All secondary endpoint outcomes showed significant improvements in the mifepristone group compared to the placebo group, with significant improvement in complete remission for heavy menstrual bleeding (36 patients [90.00%] vs. two patients [5.41%]) and total efficacy for heavy menstrual bleeding (38 patients [95.00%] vs. 14 patients [37.84%]) at 12 weeks of treatment. Mifepristone treatment resulted in significant improvements in hemoglobin levels in patients with anemia (complete remission rates were 28 patients [7.78%] in the mifepristone group and eight patients [22.85%] in the placebo group [P < 0.001]). In patients with anemia, hemoglobin levels increased by a mean (SD) of 2.13 (1.38) g/dL in the mifepristone group and 0.48 (0.97) g/dL in the placebo group at week 12 (P < 0.001). No serious adverse events were reported.
COMMENTARY
The results of this double-blind, placebo-controlled, randomized trial demonstrate that mifepristone has strong potential as an effective medical treatment option for adenomyosis. Adenomyosis is a highly prevalent disease with a history of very little research.5 The results showed that mifepristone can serve as a low-cost, highly efficacious treatment of both dysmenorrhea and menorrhagia as evidenced by a high complete remission rate of pain and a significant reduction in bleeding. Although the data suggest that mifepristone could be considered as an off-label use for adenomyosis treatment, restrictions on medical abortion medications in the United States may limit the ability to access mifepristone for adenomyosis treatment. The dose of adenomyosis is much smaller (10 mg vs. 200 mg) than that used in medical abortion; however, a pending lawsuit against the U.S. Food and Drug Administration jeopardizes mifepristone use for many gynecologic considerations.

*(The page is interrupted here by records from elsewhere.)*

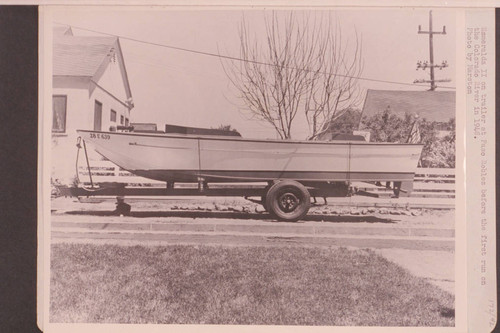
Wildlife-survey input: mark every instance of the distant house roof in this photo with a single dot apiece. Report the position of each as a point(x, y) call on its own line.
point(62, 30)
point(432, 105)
point(80, 55)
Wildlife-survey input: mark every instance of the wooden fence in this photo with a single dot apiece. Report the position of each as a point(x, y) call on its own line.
point(429, 182)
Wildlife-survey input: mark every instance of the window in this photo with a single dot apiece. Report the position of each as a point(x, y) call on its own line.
point(97, 116)
point(59, 113)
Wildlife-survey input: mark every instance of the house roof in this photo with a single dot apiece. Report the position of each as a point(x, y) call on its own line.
point(62, 30)
point(431, 105)
point(80, 55)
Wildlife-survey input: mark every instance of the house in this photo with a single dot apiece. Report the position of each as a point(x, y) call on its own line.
point(90, 90)
point(438, 106)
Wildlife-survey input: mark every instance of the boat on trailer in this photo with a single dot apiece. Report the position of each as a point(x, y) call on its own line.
point(293, 170)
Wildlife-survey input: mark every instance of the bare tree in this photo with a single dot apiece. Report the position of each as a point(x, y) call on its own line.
point(304, 65)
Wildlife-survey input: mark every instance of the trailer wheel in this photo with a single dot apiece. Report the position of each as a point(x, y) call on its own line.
point(288, 200)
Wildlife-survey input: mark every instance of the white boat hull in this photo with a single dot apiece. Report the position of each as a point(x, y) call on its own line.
point(189, 158)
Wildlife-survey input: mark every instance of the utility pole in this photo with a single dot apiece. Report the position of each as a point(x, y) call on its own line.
point(424, 65)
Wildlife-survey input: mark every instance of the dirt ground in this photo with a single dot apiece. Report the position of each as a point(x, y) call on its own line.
point(427, 218)
point(437, 267)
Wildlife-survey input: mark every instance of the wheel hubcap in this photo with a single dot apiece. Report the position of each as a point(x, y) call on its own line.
point(288, 202)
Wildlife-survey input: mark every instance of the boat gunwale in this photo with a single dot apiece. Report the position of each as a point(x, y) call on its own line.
point(232, 138)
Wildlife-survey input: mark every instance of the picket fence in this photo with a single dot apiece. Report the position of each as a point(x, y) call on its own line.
point(428, 183)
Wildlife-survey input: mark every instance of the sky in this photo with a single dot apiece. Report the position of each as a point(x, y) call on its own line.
point(190, 89)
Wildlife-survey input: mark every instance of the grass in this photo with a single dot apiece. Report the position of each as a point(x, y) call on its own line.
point(239, 285)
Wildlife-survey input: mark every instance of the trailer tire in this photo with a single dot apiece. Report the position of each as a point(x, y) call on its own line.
point(288, 200)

Adenomyosis is a high-impact disease diagnosis, significantly affecting an individual’s quality of life and future.3 While continued research on the long-term safety and efficacy of mifepristone for adenomyosis treatment is necessary, this study demonstrates the importance of mifepristone in a range of gynecologic conditions.
REFERENCES
- Di Donato N, Montanari G, Benfenati A, et al. Prevalence of adenomyosis in women undergoing surgery for endometriosis. Eur J Obstet Gynecol Reprod Biol 2014;181:289-293.
- Naftalin J, Hoo W, Pateman K, et al. How common is adenomyosis? A prospective study of prevalence using transvaginal ultrasound in a gynaecology clinic. Hum Reprod 2012;27:3432-3439.

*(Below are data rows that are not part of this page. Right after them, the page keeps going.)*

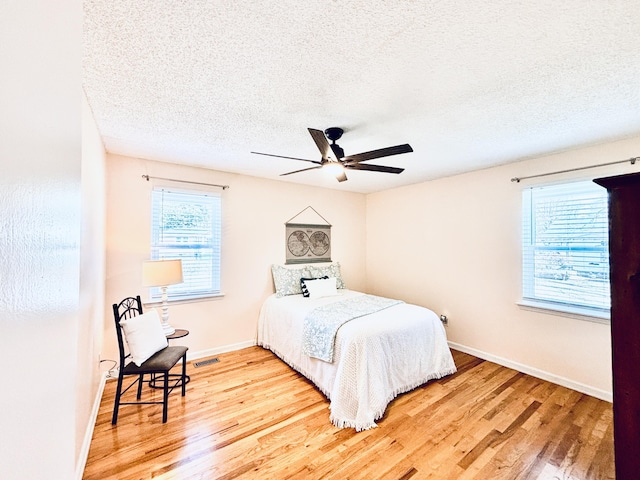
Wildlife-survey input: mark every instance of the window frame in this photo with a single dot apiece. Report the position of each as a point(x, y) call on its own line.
point(178, 294)
point(529, 300)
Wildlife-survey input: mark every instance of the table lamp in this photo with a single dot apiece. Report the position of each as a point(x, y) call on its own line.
point(162, 273)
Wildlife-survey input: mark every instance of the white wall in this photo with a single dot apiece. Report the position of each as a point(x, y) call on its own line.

- Guo SW, Groothuis PG. Is it time for a paradigm shift in drug research and development in endometriosis/adenomyosis? Hum Reprod Update 2018;24:577-598.
- Che X, Wang J, He J, et al. A new trick for an old dog: The application of mifepristone in the treatment of adenomyosis. J Cell Mol Med 2020;24:1724-1737.
- Cope AG, Ainsworth AJ, Stewart EA. Current and future medical therapies for adenomyosis. Semin Reprod Med 2020;38:151-156.